Cognitive impairment is a broad term to describe a wide variety of impaired brain function relating to the ability of a person to think, concentrate, reason and remember. The most severe degree of cognitive impairment is dementia. Currently, no pharmaceutical treatment is available to cure dementia. Prevention is however a way to reduce the burden of dementia in western countries, and diet might be a successful candidate.

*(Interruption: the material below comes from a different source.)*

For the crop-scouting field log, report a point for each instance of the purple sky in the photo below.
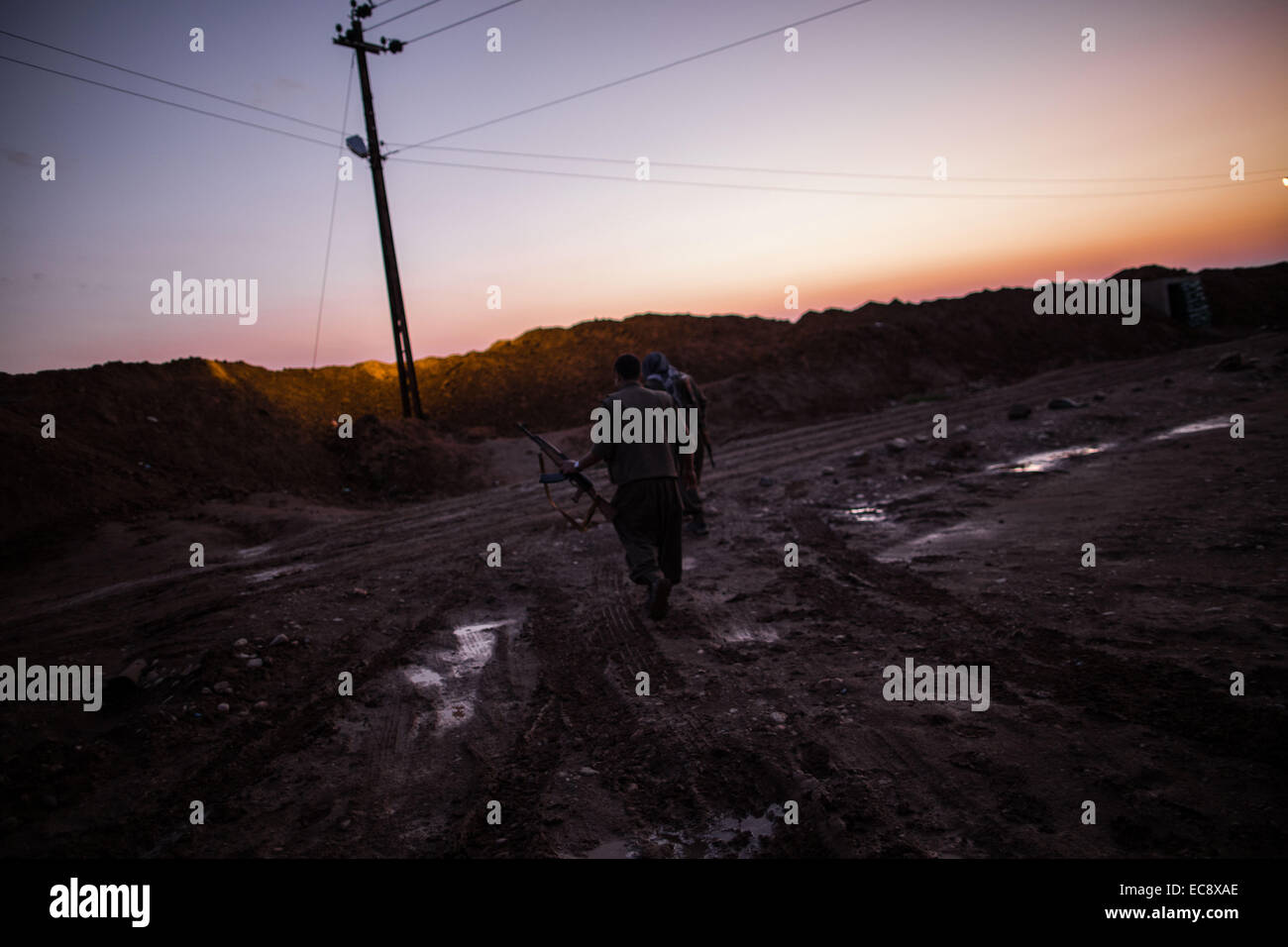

Several epidemiological studies have shown that high intake of Fruits and Vegetables (F&V) was associated with a decreased risk of developing dementia in cohorts of elderly people. But few studies have addressed the impact of food intake during infancy or at midlife on cognitive function.

The results presented in this Newsletter show that people engaged in a healthy diet have a lower risk of cognitive and functional decline. They also highlight that F&V intake is closely linked to other favorable behaviours (such as no smoking, low alcohol consumption and high physical activity). Children fed a diet characterized by high consumption of fruit, vegetables and home prepared foods had higher IQ, verbal IQ and better memory performance at age 4 years. Adjustment for maternal education, intelligence and social class attenuated the association but it remained significant.

These findings show that F&V intake might be associated with better cognitive performances but one must keep in mind that unmeasured confounding factors (especially social and cultural ones) may partly explain these results.